Durante le sue ultime settimane in carica, il presidente Clinton ha firmato il Chimpanzee Health Improvement, Maintenance, and Protection (CHIMP) Act, che impone un sistema nazionale di santuari per gli scimpanzè da riabilitare, ma ci potrebbero volere due anni prima che siano pronti dei nuovi rifugi. Nel frattempo molti animali dovranno rimanere nei laboratori. Finora, circa 200 scimpanzè sono stati messi in attesa di cessione. Quando gli scimpanzè infine entrano nei santuari, rimane un vincolo: se il proprietario di un santuario accetta denaro dal governo, deve essere preparato a rispedire lo scimpanzè al laboratorio per ulteriore ricerca, se richiesto – una clausola che fa infuriare tutti coloro che credono che strappare uno scimpanzè dal rifugio neghi il concetto stesso di santuario.

Nel 1997 la New York University ha deciso di uscire dal business degli scimpanzè ed ha chiuso il suo laboratorio di medicina sperimentale e chirurgia dei primati. È una storia comune. In tutto il mondo, i laboratori di scimpanzè stanno diminuendo: l’ultima struttura in Europa – nei Paesi Bassi, con 105 scimpanzè – sta per chiudere. La Nuova Zelanda ha bandito la ricerca sugli scimpanzè, e nel Regno Unito non vengono concesse nuove licenze per questo tipo di lavoro. Le uniche altre nazioni che usano ancora gli scimpanzè per la ricerca medica sono il Giappone (370 scimpanzè), la Liberia (18 scimpanzè) e il Gabon (72 scimpanzè).

Quando i laboratori chiudono, gli scimpanzè sono alla mercè di tutti. Dei 250 scimpanzè che hanno contribuito, come dicono in gergo di laboratorio, agli esperimenti nel laboratorio della New York University, 90 sono stati messi in santuari; i rimanenti sono stati trasferiti in altri laboratori. I più difficili da sistemare sono stati quelli che erano stati esposti all’HIV e all’epatite, entrambi [virus]contagiosi per l’uomo.

In seguito, nel 1997 il Fauna Foundation nei pressi di Montreal è diventato il primo santuario nordamericano ad ospitare scimpanzè da riabilitare [che erano stati] esposti all’HIV. Il Fauna era stato un rifugio per animali per quasi 10 anni, e gli scimpanzè si sono aggiunti ad una gruppo eterogeneo di capre, maiali, polli, conigli, cavalli, tacchini, anitre ed oche, cani e gatti, manzi delle Scottish Highland, mucche, lama, emù, rhea [nandù comune], scimmie cappuccine, un guanaco, una pecora di Jacob, un istrice e un asino.

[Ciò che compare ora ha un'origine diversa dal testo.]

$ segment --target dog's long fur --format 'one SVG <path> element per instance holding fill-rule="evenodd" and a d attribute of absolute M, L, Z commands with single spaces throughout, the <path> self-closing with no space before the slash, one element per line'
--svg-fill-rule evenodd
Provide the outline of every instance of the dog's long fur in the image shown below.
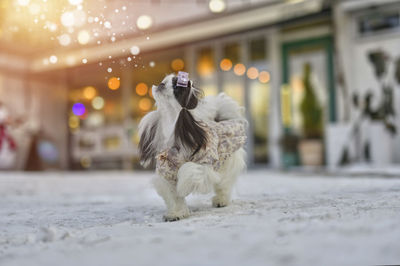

Finché Gloria Grow, 46 anni, proprietaria del santuario e suo marito Richard Allan, 49 anni, hanno annunciato la loro intenzione di ospitare 15 degli scimpanzè del laboratorio della New York University, otto dei quali infetti da HIV, il rifugio veniva considerato dai residenti di Chambly come una cosa bizzarra ma innocua. Tutto d’un tratto il comitato locale di progettazione si è opposto a qualsiasi autorizzazione che il Fauna richiedesse. Quando il comitato ha visto i progetti per la costruzione di una casa elaborata e sicura per gli scimpanzè, completa di gabbie, hanno acconsentito. Tuttavia gli insegnanti della scuola elementare hanno effettuato delle esercitazioni [di emergenza], dicendo ai bambini di nascondersi nell’armadio dell’aula qualora dovesse comparire nel bel mezzo uno scimpanzè; e la polizia ha preparato una scorta di tute in Tyvek e di fucili a tranquillanti.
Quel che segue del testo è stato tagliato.